IM1-EXAM 4 Material Flashcards
True or false: It is important that we keep our skin intact?
True
Whose responsibility is it to assess and monitor skin integrity?
The nurse
True or false: The skin is our largest organ?
True
What purpose does our skin have? List 5.
- Protection
- sensory
- Vitamin D Syntheses
- Fluid Balance
- Natural Flora
What are the 3 layers of the skin?
- Epidermis
- Dermis
- Subcutaneous
True or false: Layers do not help with staging wounds?
False
When we are assessing the skin why are we looking especially at bony prominences?
Because those areas are more prone to skin breakdown
What area are considered bony prominences?
Heels, iliac crests, and the sacrum
Why is it important to do the tactile assessment of skin?
The temperature of the skin can be an indication of potential issues/skin integrity concerns.
What could a cold extremity tell you during the tactile assessment of the skin?
This could indicate poor circulation to that extremity
What could a hot/inflamed extremity tell you during the tactile assessment of the skin?
This could indicate infection.
True or False: When assessing the skin, you should make note of only rases or lesions that look bad?
False- You should make note of all rases or lesions so that you continue to monitor.
True or false: Part of the skin assessment includes noting a patients hair distribution.
True.
True or false: Skin color is important during the assessment of skin?
True
What is the blanch test?
It is used to monitor dehydration and the amount of blood flow to tissue. If you press down on an area of concern and no blanching occurs this could indicate something concerning with the patient’s skin integrity.
What are the parts of the skin assessment? list 6.
- Inspect the bony prominences
- Visually and tactilely inspect the skin
- Assess any rases or lesions
- Note hair distribution
- Assess skin color
- Blanch test
Why is the skin assessment important?
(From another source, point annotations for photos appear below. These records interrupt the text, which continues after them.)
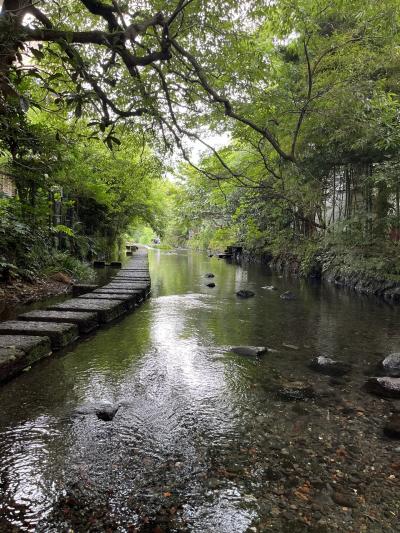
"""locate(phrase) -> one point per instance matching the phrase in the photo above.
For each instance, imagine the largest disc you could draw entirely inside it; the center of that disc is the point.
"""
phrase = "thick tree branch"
(229, 111)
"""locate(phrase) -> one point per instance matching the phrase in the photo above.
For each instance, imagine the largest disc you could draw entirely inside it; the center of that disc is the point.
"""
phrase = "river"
(202, 441)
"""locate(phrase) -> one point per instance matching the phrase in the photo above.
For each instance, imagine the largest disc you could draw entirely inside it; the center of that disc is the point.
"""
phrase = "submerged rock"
(106, 411)
(330, 367)
(243, 293)
(391, 365)
(288, 295)
(386, 387)
(392, 427)
(292, 394)
(249, 351)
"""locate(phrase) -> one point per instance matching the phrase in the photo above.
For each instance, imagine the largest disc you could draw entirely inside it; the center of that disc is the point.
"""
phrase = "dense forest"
(269, 125)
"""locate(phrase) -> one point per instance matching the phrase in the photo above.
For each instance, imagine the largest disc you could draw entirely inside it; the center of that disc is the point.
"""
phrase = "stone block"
(82, 288)
(107, 310)
(20, 351)
(60, 334)
(85, 321)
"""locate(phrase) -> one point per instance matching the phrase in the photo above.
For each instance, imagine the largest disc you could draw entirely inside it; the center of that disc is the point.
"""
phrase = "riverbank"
(206, 439)
(356, 270)
(34, 335)
(22, 292)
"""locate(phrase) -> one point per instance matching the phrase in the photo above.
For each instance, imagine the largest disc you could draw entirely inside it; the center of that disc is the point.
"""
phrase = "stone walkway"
(37, 334)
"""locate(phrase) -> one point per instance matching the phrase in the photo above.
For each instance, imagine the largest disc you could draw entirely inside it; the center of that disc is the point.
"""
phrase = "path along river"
(201, 441)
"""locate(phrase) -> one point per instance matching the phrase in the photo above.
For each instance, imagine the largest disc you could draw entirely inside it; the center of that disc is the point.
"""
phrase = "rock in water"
(392, 427)
(245, 293)
(293, 394)
(288, 295)
(385, 386)
(391, 365)
(249, 351)
(106, 411)
(329, 366)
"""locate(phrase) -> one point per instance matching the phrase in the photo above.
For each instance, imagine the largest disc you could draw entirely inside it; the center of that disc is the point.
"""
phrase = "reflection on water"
(201, 441)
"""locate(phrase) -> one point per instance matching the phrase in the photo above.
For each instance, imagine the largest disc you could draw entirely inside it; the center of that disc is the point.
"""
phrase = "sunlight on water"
(202, 441)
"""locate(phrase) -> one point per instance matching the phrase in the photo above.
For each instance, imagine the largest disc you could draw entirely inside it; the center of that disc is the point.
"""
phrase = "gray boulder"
(249, 351)
(391, 365)
(385, 387)
(293, 394)
(288, 295)
(330, 367)
(392, 427)
(243, 293)
(106, 411)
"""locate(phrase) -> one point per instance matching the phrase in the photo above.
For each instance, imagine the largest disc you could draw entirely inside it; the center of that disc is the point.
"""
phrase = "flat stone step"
(85, 321)
(20, 351)
(129, 286)
(105, 290)
(139, 270)
(107, 310)
(127, 282)
(136, 294)
(60, 334)
(131, 279)
(82, 288)
(128, 299)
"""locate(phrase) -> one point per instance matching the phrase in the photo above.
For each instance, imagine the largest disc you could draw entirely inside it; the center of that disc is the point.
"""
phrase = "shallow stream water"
(202, 441)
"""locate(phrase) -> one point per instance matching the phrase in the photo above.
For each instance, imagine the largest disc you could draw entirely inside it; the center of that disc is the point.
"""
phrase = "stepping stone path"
(85, 321)
(36, 334)
(249, 351)
(80, 288)
(60, 333)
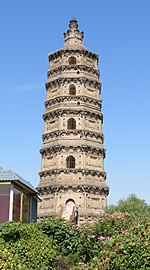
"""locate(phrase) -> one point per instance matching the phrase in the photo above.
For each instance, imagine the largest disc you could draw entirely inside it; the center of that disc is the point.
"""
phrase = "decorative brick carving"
(73, 154)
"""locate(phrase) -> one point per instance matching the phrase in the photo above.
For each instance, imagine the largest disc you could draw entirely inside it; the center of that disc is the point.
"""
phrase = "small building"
(18, 198)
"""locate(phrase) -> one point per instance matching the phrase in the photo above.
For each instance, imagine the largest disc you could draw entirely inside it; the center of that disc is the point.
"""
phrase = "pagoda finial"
(73, 24)
(73, 37)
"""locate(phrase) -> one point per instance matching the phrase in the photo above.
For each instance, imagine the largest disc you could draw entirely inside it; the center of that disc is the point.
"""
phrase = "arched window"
(71, 123)
(72, 60)
(72, 90)
(70, 162)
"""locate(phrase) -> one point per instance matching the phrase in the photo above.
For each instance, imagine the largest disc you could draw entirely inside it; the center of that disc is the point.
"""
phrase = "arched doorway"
(70, 203)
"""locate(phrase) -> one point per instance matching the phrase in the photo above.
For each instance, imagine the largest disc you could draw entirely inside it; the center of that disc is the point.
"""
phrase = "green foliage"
(118, 240)
(28, 249)
(133, 205)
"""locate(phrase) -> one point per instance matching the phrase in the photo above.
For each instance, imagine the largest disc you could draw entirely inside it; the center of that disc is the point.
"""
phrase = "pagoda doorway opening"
(69, 206)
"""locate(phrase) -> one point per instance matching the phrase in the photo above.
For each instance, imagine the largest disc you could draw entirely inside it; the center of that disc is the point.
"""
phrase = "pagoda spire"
(73, 37)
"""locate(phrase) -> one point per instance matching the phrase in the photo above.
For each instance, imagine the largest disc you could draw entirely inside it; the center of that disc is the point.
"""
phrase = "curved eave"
(60, 52)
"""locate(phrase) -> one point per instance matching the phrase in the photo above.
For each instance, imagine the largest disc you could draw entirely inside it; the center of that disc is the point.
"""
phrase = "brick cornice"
(82, 80)
(103, 190)
(84, 99)
(81, 68)
(82, 133)
(83, 148)
(62, 52)
(82, 112)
List 6.
- Helps identify patients at risk.
- Identifies signs & Symptoms of impaired skin integrity or poor wound healing
- Allows a nurse to examine the skin for actual impairment
- Focus on: level of sensation, movement & continence
- Allows a nurse to assess skin on initiation of care, then at least once/per shit.
- Identifies high risk patients– and allows us to set up a base line of how often to assess our high-risk patients–> every 4 hours or more.
When we are doing the skin assessment should we palpate areas of redness to determine if that skin is blanchable?
Yes
True or false: It is important to pay attention to bony prominences, medical devices and areas with adhesive tape
True- more prone to skin breakdown
When are ideal times to inspect the patients skin? List 3.
- When turning the patient
- When assisting the patient to a chair or back to bed.
- When bathing the patient.
What is an SCD device?
Sequential compression device.
True or false: The Braden scale is used on every patient regardless of whether they are independent.
True
The higher the number on the Braden Scale the _____ the risk?
Lower
The lower the number on the Braden Scale the _____ the risk?